Lymphnode detection is considered clinical priority for use of the
Technetium-99m isotope when a shortage occurs. The product typically
used for sentinel node imaging and detection is not of optimal size and
requires a filtration step that wastes seventy to ninety percent of the
radioactivity. The new Technetium-99m formulation that scientists have
discovered and patented exhibits optimal size for lymph node detection
and does not require filtration.
The funding, along with guidance from Health Canada, will assist in the
validation and clinical testing of this product as a safe and
efficacious product for Canadian cancer patients. The product may also
eventually prove useful as an alternative to other Technetium-99m
formulations used in other clinical procedures including liver, spleen
and bone marrow imaging.
Pamela Zabel, scientist at Lawson and assistant professor of Medical
Imaging at the Schulich School of Medicine & Dentistry at The University
of Western Ontario and Muriel Brackstone, scientist at Lawson and
assistant professor of Oncology at Schulich Medicine & Dentistry will
receive $541,339 over two years for their project, “Seventy-to-Ninety
Percent Reduction of Tc-99m Required for Breast Cancer
Lymphoscintigraphy.” This work will lead to more efficient use of the
isotope Technetium-99m during a shortage and will provide less waste for
breast cancer and other imaging procedures.

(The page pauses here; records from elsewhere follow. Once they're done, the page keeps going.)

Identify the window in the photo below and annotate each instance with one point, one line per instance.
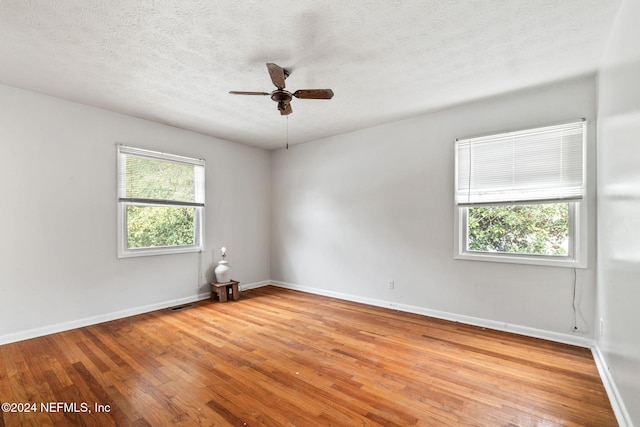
(520, 196)
(160, 203)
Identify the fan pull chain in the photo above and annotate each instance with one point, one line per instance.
(287, 131)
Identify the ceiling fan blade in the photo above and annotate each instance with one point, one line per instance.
(313, 94)
(236, 92)
(277, 75)
(286, 110)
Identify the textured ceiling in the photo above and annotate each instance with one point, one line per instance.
(174, 62)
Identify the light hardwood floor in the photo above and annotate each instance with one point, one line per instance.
(278, 357)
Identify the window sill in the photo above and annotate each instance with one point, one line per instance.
(131, 253)
(516, 259)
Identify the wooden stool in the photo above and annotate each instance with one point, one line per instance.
(222, 290)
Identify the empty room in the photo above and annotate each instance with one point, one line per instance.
(316, 213)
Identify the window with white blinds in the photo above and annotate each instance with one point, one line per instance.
(543, 164)
(161, 198)
(519, 196)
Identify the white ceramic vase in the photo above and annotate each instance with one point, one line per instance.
(223, 272)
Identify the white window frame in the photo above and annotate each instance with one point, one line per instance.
(123, 250)
(577, 236)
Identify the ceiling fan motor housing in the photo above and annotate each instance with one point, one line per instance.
(281, 95)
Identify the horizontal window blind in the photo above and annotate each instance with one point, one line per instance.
(536, 165)
(161, 179)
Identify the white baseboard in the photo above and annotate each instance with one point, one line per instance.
(254, 285)
(87, 321)
(469, 320)
(619, 409)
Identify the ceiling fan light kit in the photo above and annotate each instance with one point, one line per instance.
(283, 97)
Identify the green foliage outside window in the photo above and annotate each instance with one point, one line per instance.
(159, 226)
(540, 229)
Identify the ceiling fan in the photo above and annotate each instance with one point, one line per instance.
(283, 97)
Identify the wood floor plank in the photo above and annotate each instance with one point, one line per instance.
(279, 357)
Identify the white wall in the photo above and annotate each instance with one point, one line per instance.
(58, 265)
(618, 207)
(352, 212)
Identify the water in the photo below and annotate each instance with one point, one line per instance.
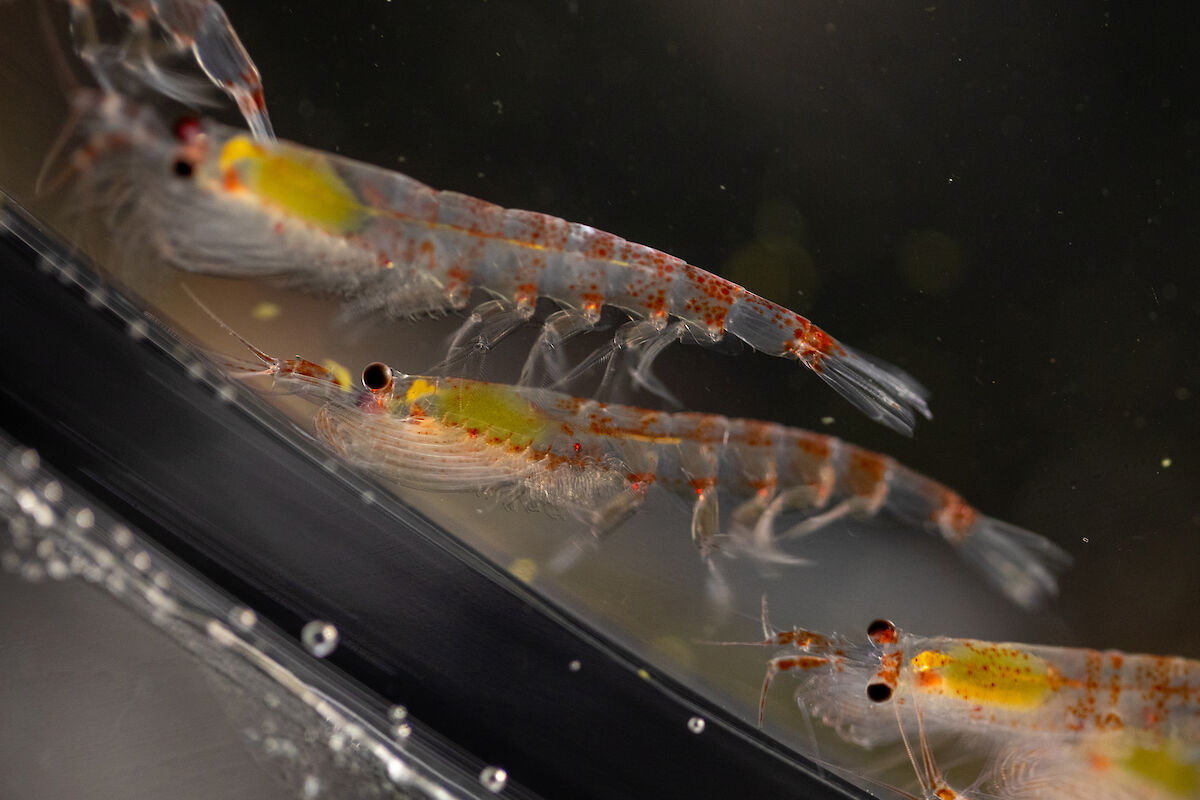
(943, 188)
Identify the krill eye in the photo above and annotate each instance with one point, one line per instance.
(376, 376)
(882, 631)
(879, 692)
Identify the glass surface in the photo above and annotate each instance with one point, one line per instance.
(1001, 200)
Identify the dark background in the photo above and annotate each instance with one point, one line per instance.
(997, 197)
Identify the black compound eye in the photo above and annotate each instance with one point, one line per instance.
(376, 376)
(882, 631)
(879, 692)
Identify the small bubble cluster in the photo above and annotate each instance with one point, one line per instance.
(493, 779)
(319, 637)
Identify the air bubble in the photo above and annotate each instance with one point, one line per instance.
(244, 618)
(23, 462)
(319, 638)
(493, 779)
(123, 536)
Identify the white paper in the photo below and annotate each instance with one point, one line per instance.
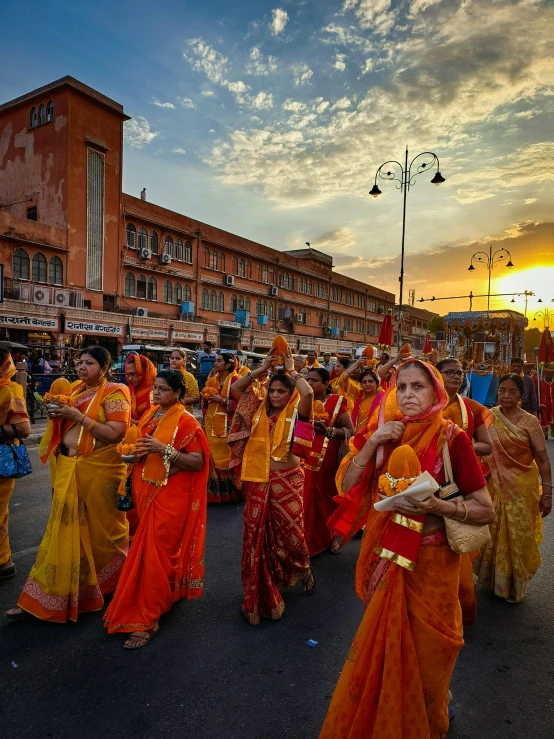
(421, 488)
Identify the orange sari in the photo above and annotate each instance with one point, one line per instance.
(166, 560)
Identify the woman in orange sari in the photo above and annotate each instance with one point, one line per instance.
(13, 413)
(322, 465)
(521, 499)
(395, 681)
(140, 374)
(85, 544)
(169, 477)
(471, 417)
(217, 421)
(274, 551)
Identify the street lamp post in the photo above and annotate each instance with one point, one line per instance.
(490, 260)
(407, 178)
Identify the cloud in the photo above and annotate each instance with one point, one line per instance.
(158, 104)
(278, 21)
(137, 133)
(260, 66)
(301, 74)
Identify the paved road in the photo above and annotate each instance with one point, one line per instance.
(209, 674)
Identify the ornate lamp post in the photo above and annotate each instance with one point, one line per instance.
(490, 260)
(390, 171)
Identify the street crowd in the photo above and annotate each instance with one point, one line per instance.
(315, 450)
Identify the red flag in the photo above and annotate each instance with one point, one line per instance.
(385, 334)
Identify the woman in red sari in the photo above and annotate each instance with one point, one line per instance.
(321, 467)
(395, 681)
(169, 478)
(274, 550)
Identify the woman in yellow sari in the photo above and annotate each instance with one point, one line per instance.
(85, 544)
(217, 421)
(521, 500)
(395, 681)
(13, 413)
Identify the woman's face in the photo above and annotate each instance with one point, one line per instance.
(508, 394)
(415, 392)
(162, 394)
(278, 395)
(453, 375)
(89, 370)
(176, 361)
(369, 386)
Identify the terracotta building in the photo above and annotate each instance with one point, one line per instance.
(84, 262)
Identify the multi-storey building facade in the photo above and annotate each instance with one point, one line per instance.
(85, 262)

“CIHR is pleased to support researchers Zabel and Brackstone as well as
all the other successful applicants,” said Dr. Morag Park, Scientific
Director for the Institute of Cancer Research, part of CIHR. “Pursuing
discovery in this area will ensure that Canadians can receive timely
cancer screening and treatment services into the future.”Other projects
that Lawson researchers are successfully involved with include the BC
Cancer Agency and TRUIMF, and The University of Ottawa Heart Institute.

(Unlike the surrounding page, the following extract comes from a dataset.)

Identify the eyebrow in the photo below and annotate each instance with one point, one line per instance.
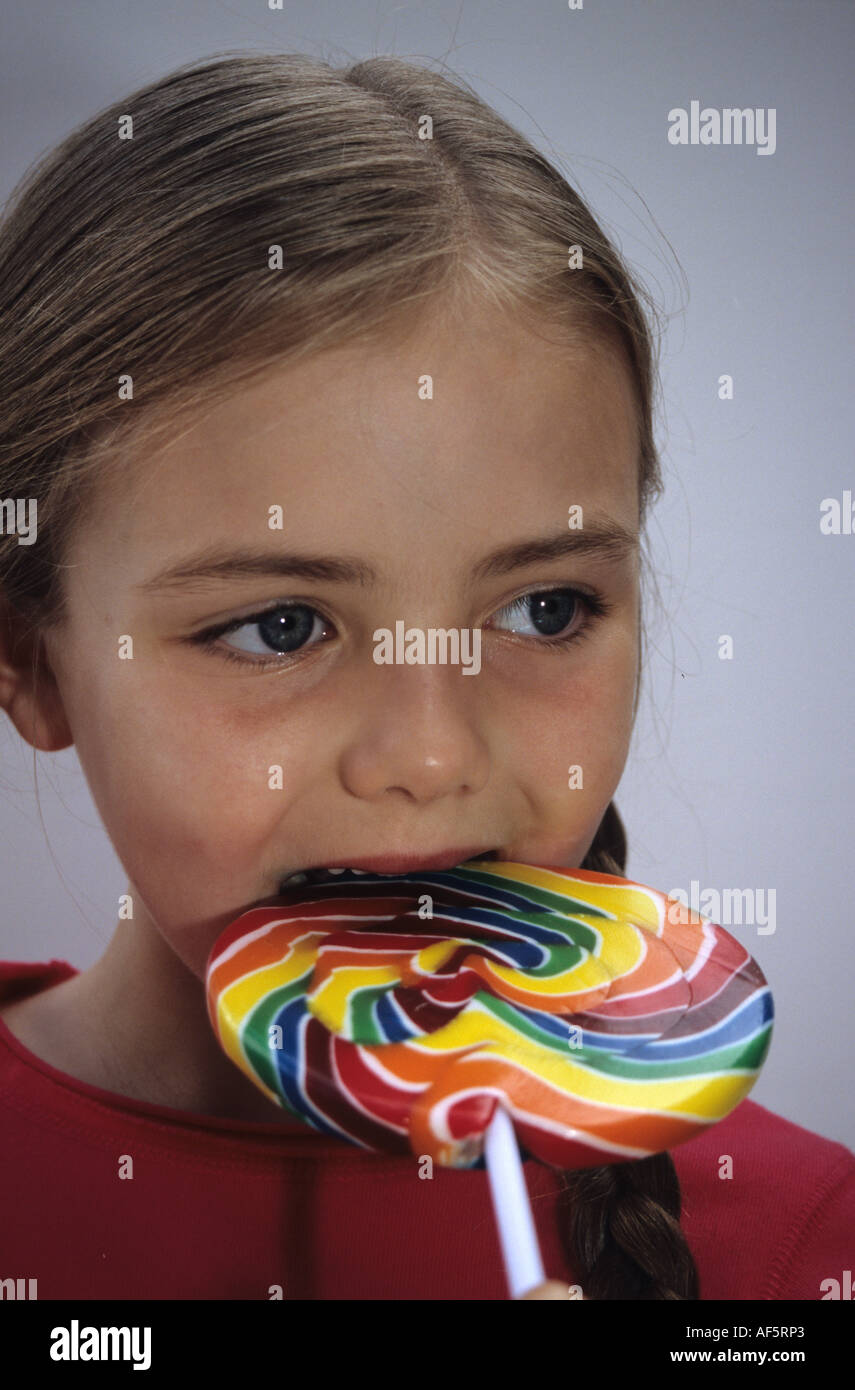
(605, 540)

Lawson scientist, Mike Kovacs will work with the BC Cancer Agency and
TRUIMF, receiving $1.3 million over two years for the project entitled,
“Cyclotron-based production of Technetium radioisotopes”. This project
will determine if medical isotopes produced from cyclotrons are a viable
alternative to isotopes produced by nuclear reactors.
Lawson scientist, Gerry Wisenberg will work with The University of
Ottawa Heart Institute, receiving $1.1 million over two years for the
project entitled, “Rubidium-82 - An Alternative Radiopharmaceuticalfor
Myocardial Imaging (Rb-ARMI)”. This project will develop and test new
radioactive tracers for their use in diagnosing heart disease. It will
help to fast track production and distribution quickly across Canada.
Lawson Health Research Institute is the Research Institute of London
Health Sciences Centre and St. Joseph’s Health Care, London.